I'm actually not sure about that.

OK, videos from Facebook? Instagram?
You know if they were publicly available, um yeah, publicly available to use there might be the data but I'm not sure. I'm not confident about it.

What about Shutterstock? I know you guys have a deal with them.
I'm just not gonna go into the details of the data that was used but it was publicly available or licensed data.

EDIT: Please help, can't figure out how preserve line breaks. Edit: Improved it a bit.

[-] InevitableSwing@hexbear.net 10 points 2 years ago

Two spaces on the end.

---

Yada yada verse
Yada yada verse
Yada yada verse

Yada yada chorus
Yada yada chorus
Yada yada chorus

[-] henfredemars@infosec.pub 5 points 2 years ago

Thank you! I'm not sure how or why that works.

[-] davel@hexbear.net 7 points 2 years ago

Lemmy’s markup language is based on the CommonMark spec.

6.7 Hard line breaks

A line ending (not in a code span or HTML tag) that is preceded by two or more spaces and does not occur at the end of a block is parsed as a hard line break

[-] InevitableSwing@hexbear.net 6 points 2 years ago

They copied what reddit uses. As for why reddit does it that way - I have no idea.

[-] malijaffri@lemmy.dbzer0.com 9 points 2 years ago

It's the standard Markdown implementation

[-] SSJ2Marx@hexbear.net 7 points 2 years ago

soviet-hmm Would it be possible for the text in the box you type in to just... appear in the post exactly as you typed it?

[-] malijaffri@lemmy.dbzer0.com 3 points 2 years ago* (last edited 2 years ago)

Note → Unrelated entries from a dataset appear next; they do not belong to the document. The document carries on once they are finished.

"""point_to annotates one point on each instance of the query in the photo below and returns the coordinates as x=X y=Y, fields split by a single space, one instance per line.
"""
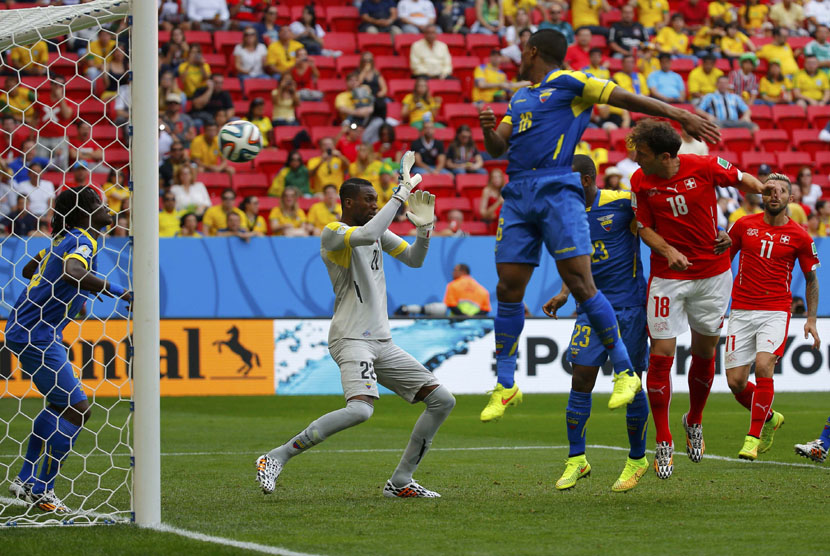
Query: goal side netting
x=65 y=103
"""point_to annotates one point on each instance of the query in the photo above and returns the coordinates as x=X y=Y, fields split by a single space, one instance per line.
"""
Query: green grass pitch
x=496 y=481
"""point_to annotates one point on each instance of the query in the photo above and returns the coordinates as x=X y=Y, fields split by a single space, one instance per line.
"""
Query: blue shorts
x=51 y=371
x=586 y=348
x=542 y=207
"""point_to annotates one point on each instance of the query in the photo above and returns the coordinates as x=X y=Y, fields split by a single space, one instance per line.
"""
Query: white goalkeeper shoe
x=49 y=502
x=267 y=471
x=21 y=491
x=412 y=490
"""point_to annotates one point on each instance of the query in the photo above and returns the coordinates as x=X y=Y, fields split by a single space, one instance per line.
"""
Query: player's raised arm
x=496 y=135
x=699 y=128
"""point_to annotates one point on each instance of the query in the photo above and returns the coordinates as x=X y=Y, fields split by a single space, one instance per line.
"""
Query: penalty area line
x=252 y=546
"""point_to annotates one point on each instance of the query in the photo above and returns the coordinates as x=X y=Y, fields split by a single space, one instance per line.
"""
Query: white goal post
x=140 y=431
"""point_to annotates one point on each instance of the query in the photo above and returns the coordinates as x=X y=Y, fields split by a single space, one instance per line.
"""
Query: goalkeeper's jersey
x=359 y=284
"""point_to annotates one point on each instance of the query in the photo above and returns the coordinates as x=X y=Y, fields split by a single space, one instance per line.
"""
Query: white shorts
x=752 y=331
x=675 y=305
x=365 y=363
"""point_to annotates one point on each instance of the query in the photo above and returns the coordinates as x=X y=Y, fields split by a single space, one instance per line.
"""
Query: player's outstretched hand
x=810 y=328
x=722 y=243
x=422 y=212
x=702 y=129
x=406 y=182
x=487 y=119
x=554 y=304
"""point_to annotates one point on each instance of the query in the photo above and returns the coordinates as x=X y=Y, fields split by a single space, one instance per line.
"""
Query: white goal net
x=65 y=97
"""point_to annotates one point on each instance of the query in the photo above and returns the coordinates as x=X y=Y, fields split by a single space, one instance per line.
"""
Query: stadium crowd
x=342 y=89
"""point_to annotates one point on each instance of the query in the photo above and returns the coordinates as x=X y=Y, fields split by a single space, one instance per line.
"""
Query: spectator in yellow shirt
x=703 y=79
x=282 y=54
x=779 y=50
x=672 y=38
x=204 y=151
x=31 y=60
x=652 y=14
x=774 y=88
x=328 y=168
x=326 y=211
x=216 y=217
x=490 y=83
x=811 y=87
x=735 y=43
x=289 y=219
x=630 y=79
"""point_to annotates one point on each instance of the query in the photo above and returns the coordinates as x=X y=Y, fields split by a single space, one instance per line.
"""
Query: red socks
x=658 y=386
x=701 y=375
x=745 y=396
x=761 y=405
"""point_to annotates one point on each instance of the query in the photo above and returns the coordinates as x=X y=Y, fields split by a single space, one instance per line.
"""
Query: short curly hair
x=658 y=135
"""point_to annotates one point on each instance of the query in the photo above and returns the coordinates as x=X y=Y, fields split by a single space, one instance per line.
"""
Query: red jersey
x=683 y=210
x=768 y=255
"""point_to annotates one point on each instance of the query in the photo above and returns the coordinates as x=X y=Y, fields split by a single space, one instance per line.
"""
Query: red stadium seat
x=772 y=140
x=403 y=42
x=392 y=67
x=313 y=114
x=271 y=161
x=326 y=66
x=345 y=42
x=806 y=140
x=737 y=139
x=343 y=18
x=449 y=90
x=481 y=45
x=597 y=138
x=260 y=87
x=444 y=205
x=379 y=44
x=751 y=160
x=818 y=116
x=788 y=116
x=441 y=185
x=458 y=114
x=791 y=163
x=762 y=115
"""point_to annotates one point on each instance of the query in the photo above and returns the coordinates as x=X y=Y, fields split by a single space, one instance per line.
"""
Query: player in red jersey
x=690 y=280
x=770 y=245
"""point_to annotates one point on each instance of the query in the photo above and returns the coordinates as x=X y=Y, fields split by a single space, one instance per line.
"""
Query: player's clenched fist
x=487 y=119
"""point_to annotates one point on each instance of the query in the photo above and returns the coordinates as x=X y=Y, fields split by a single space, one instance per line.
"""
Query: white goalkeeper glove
x=406 y=182
x=422 y=212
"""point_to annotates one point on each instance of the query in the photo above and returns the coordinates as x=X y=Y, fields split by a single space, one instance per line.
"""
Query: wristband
x=116 y=289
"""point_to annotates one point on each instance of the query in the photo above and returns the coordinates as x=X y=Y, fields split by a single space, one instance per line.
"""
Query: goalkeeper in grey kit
x=359 y=338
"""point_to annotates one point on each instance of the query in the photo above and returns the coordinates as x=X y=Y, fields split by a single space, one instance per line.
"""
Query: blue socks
x=825 y=434
x=509 y=322
x=604 y=322
x=576 y=417
x=636 y=420
x=58 y=435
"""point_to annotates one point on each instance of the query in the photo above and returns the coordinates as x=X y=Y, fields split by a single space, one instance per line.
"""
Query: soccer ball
x=240 y=141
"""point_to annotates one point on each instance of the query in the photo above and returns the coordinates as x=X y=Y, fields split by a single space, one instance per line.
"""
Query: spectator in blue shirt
x=726 y=108
x=665 y=84
x=379 y=16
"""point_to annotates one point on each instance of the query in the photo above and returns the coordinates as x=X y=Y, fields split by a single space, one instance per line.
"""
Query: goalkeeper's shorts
x=51 y=371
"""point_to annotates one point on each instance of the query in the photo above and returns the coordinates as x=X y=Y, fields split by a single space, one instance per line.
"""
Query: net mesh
x=65 y=109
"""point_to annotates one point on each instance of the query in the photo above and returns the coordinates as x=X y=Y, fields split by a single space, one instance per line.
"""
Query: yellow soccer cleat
x=626 y=386
x=768 y=432
x=576 y=468
x=500 y=399
x=750 y=449
x=633 y=470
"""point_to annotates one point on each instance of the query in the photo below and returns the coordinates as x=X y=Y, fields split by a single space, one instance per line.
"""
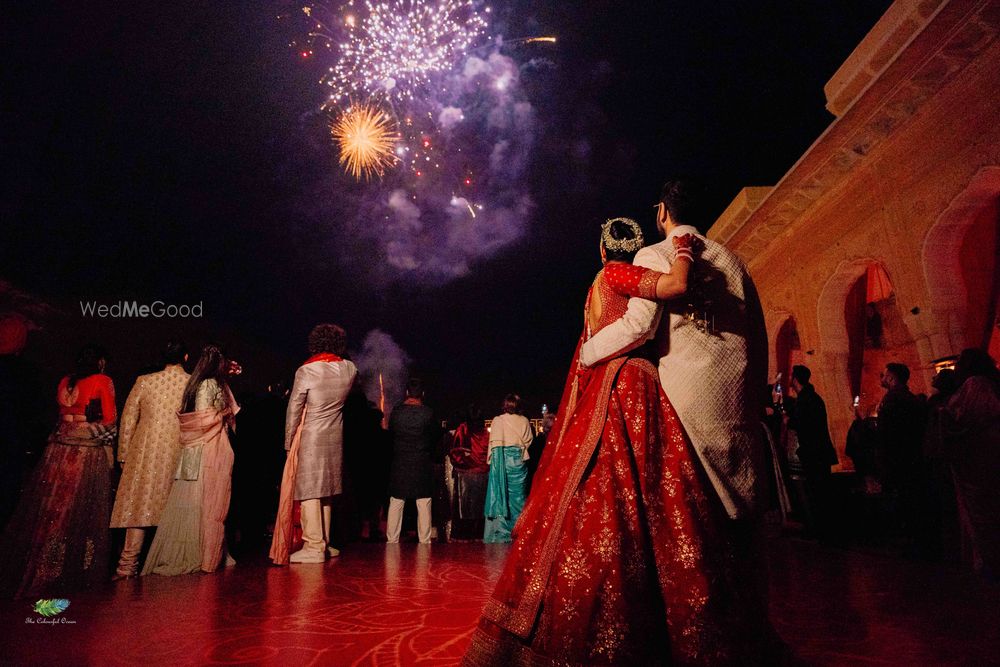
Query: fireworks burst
x=398 y=46
x=366 y=137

You could wrap it in backticks:

text
      exactly
   as       typed

Without the backticks, it becomes:

text exactly as typed

Edit: backticks:

```
text
      exactly
   as       typed
```

[-] flan@hexbear.net 11 points 2 years ago

what's this picture

[-] half_giraffe@hexbear.net 13 points 2 years ago

I thought it was like a meme but it's literally a still from the interview. That's the CTO of OpenAI saying she's not sure what data was used to train the models lmao.